振り返ると、習政権が2013年に発足した後の主要な経済課題は、高度経済成長からのシフトダウンや成長がもたらしたひずみへの対応であった。政権発足後には「ニューノーマル」というスローガンを打ち出し、高度成長から中高速成長への移行と適応の必要性を印象づけた。その後、4兆元の景気対策で膨れ上がった債務に伴う金融リスクへの対応と、成長に伴う格差拡大で取り残された貧困層の貧困脱却、そして深刻化した環境汚染の防止という3つが、建党100周年(2021年)までの目標であった「小康社会」(ややゆとりのある社会)実現に向けた重要課題として位置付けられ、対策が進められた
2。
その後の展開をみると、20年までにすべてを完了するわけにはいかなかったものの、段階的に進展してきた。まず「達成」とされたのは、貧困脱却だ。22年開催の第20回党大会では、「脱貧困の堅塁攻略、小康社会の全面的な建設という歴史的任務をやり遂げた」とされた。

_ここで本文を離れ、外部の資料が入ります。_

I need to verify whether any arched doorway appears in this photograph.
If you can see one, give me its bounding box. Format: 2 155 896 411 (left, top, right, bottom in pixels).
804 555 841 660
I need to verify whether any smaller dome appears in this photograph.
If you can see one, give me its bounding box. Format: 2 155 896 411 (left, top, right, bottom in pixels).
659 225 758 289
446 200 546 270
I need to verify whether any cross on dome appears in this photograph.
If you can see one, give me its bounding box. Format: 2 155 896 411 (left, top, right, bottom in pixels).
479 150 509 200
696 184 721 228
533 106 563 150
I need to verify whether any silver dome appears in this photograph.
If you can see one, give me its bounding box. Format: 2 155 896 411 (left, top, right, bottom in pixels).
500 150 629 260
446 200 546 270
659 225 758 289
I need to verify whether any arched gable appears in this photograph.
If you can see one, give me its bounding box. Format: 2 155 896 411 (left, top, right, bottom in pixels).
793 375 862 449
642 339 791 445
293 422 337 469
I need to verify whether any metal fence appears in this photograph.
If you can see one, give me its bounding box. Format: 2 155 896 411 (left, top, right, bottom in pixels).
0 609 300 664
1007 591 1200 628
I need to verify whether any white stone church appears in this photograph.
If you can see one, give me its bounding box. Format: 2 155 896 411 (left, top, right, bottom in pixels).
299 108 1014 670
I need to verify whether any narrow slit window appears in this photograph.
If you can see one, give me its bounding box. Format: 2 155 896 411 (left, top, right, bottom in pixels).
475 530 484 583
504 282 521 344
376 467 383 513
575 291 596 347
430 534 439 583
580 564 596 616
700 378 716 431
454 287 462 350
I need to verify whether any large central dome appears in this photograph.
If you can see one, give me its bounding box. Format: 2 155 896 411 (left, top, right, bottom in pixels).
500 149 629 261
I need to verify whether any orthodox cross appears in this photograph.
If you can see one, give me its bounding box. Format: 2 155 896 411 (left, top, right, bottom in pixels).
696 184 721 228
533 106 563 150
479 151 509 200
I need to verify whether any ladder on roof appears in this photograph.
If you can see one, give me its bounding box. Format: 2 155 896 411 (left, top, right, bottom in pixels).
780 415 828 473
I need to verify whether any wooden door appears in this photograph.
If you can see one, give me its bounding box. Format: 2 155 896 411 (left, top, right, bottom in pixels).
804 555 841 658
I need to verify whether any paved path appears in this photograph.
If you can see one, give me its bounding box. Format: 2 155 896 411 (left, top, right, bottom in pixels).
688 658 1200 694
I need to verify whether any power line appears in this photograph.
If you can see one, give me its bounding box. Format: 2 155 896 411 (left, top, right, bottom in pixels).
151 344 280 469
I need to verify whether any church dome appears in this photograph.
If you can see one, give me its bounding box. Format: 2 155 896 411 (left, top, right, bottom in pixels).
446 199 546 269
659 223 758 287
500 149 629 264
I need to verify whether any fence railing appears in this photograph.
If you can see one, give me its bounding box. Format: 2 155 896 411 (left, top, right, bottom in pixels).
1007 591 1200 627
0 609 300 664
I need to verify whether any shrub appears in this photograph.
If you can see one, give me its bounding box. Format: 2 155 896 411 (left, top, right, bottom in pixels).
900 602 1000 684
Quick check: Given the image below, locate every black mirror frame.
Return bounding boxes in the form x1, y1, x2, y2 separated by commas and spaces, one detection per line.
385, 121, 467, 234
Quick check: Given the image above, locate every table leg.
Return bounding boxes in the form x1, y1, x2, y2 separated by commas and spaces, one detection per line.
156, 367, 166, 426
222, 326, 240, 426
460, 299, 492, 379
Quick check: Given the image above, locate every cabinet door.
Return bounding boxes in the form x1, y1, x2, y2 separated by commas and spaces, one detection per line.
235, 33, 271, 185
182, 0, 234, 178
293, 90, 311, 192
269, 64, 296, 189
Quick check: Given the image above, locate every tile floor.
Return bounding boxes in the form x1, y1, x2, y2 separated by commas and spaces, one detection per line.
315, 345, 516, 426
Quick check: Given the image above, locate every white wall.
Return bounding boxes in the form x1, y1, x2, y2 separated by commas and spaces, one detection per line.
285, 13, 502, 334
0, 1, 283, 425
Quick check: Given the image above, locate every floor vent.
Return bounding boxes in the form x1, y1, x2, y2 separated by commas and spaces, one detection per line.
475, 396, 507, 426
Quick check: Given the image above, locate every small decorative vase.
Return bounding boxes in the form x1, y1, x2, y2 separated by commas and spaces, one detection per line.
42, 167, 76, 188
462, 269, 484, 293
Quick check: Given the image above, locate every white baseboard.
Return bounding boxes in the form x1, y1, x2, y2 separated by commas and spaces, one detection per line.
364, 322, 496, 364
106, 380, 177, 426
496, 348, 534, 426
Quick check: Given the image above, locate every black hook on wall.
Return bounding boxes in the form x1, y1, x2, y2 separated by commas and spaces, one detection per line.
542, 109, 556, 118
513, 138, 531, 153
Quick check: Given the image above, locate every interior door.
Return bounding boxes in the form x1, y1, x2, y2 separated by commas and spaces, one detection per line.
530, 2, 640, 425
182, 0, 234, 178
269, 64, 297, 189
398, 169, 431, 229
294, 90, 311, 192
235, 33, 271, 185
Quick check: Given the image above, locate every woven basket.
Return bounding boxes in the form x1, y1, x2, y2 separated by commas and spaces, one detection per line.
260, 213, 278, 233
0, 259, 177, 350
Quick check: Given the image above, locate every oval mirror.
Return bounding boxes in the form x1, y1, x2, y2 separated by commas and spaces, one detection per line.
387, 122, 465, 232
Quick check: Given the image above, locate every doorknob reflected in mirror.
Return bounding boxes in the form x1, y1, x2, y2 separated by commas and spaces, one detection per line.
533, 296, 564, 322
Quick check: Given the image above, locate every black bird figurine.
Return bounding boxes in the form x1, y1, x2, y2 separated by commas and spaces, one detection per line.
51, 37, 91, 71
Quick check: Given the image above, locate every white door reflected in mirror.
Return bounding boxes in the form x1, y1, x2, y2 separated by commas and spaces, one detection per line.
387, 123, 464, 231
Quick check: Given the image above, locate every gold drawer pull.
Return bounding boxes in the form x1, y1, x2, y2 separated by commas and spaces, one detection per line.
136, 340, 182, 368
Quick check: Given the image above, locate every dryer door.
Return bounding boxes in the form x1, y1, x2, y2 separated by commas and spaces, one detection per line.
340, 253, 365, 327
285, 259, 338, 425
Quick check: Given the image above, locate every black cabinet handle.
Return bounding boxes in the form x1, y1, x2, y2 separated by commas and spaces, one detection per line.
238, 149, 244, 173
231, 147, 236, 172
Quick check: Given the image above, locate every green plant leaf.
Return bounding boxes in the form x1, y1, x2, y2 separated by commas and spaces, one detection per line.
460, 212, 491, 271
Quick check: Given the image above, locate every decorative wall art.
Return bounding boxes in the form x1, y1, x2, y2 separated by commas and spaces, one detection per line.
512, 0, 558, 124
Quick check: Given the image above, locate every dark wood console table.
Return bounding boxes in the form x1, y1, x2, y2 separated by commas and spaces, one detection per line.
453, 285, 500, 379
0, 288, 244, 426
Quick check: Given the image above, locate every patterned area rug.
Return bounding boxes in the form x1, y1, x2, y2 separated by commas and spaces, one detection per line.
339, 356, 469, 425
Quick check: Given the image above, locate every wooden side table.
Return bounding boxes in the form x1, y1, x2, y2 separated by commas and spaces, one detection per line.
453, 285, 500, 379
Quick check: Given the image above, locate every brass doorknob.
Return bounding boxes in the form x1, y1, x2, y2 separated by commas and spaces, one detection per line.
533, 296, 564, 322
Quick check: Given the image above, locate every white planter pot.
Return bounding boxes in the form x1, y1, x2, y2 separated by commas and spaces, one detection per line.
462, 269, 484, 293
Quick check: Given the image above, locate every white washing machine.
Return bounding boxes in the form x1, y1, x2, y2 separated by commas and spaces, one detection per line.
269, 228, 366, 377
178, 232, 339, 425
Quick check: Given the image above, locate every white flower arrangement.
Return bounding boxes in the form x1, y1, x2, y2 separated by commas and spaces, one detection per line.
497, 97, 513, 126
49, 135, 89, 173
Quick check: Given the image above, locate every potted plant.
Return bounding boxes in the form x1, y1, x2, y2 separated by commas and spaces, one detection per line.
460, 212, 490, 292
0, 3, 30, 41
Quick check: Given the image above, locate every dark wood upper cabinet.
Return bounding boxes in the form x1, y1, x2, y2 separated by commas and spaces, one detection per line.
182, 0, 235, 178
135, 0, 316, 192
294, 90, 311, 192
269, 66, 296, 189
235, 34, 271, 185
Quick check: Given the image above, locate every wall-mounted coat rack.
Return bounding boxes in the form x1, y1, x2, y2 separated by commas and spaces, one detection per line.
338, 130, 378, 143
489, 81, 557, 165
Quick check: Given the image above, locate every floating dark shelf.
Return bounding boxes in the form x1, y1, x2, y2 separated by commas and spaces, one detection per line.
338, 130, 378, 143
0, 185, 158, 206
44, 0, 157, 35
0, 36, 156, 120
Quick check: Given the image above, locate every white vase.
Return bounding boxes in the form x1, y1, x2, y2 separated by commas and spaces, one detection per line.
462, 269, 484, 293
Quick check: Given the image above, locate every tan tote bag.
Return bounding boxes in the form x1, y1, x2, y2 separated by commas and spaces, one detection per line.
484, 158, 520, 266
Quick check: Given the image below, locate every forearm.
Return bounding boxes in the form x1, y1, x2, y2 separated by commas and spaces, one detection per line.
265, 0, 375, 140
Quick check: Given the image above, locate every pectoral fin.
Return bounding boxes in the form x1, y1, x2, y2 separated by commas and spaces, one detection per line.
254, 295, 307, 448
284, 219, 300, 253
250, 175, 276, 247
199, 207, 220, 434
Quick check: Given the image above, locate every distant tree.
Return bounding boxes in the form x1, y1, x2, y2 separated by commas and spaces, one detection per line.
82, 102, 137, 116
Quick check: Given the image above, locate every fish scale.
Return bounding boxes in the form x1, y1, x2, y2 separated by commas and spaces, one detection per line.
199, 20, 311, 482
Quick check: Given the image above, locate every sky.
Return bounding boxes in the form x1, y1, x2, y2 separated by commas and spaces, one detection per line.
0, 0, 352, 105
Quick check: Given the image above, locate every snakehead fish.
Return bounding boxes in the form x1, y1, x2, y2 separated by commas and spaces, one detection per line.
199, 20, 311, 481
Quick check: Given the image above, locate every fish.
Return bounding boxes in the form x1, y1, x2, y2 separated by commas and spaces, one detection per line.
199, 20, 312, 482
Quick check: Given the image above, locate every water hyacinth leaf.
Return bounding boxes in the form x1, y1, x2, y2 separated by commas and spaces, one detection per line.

それに続く成果となりそうなのが、金融リスクへの対応だ。習政権はこれまで、過剰生産業種や地方政府の隠れ債務、不動産といったセクターの過剰債務問題のほか、シャドーバンキングや中小銀行の破たん懸念など金融システムの問題に順次、対策を打ってきた。これら取り組みは、目下の不動産不況に代表されるように経済への副作用をもたらした一方、不動産業の負債比率は20年をピークに着実に低下しているなど成果も上がりつつある(図表2)。こうしたなか、最近の政策動向や政府発表などをみると、党指導部・政府は、最悪期を脱したとみなし始めた節がある
3。今回のコミュニケでも、第15次五カ年計画の党原案に関して金融リスクを示唆する言及はみられず
4、目下の焦点である不動産についても、民生(国民生活)改善の文脈で「不動産の質の高い発展を推進する」と言及されたのみであった。
残る課題である環境汚染の防止については、コミュニケで「汚染防止の堅塁攻略と生態系の最適化を引き続き深く推進する」とされ、対策を継続する方針が示された。汚染防止に関しては、大気や水質、土壌など様々な分野の目標があるが、代表的なものは、20年の国連総会で習主席が宣言した「2030年までのカーボン・ピークアウト(温室効果ガス排出量の頭打ち)実現、2060年までのカーボン・ニュートラル(温室効果ガス排出量の実質ゼロ)の実現」だろう。コミュニケでも、「カーボン・ピークアウトの達成を積極的かつ着実に進める」とされている
5。
今後開催される第21回党大会(27年)、第22回党大会(32年)を念頭に、第13次五カ年計画から第15次五カ年計画の各期間において、貧困脱却、金融リスク対応、汚染防止について解決、あるいは解決への道筋をつけたことを、政権の主要な成果と位置付けようとしているように思われる。ただし、いずれの課題も、ある時点をもって完全に解消されるわけではない。貧困脱却、金融リスクともに対策を継続する考えは示されているが
6、再び悪化することがないか引き続き警戒が必要だ。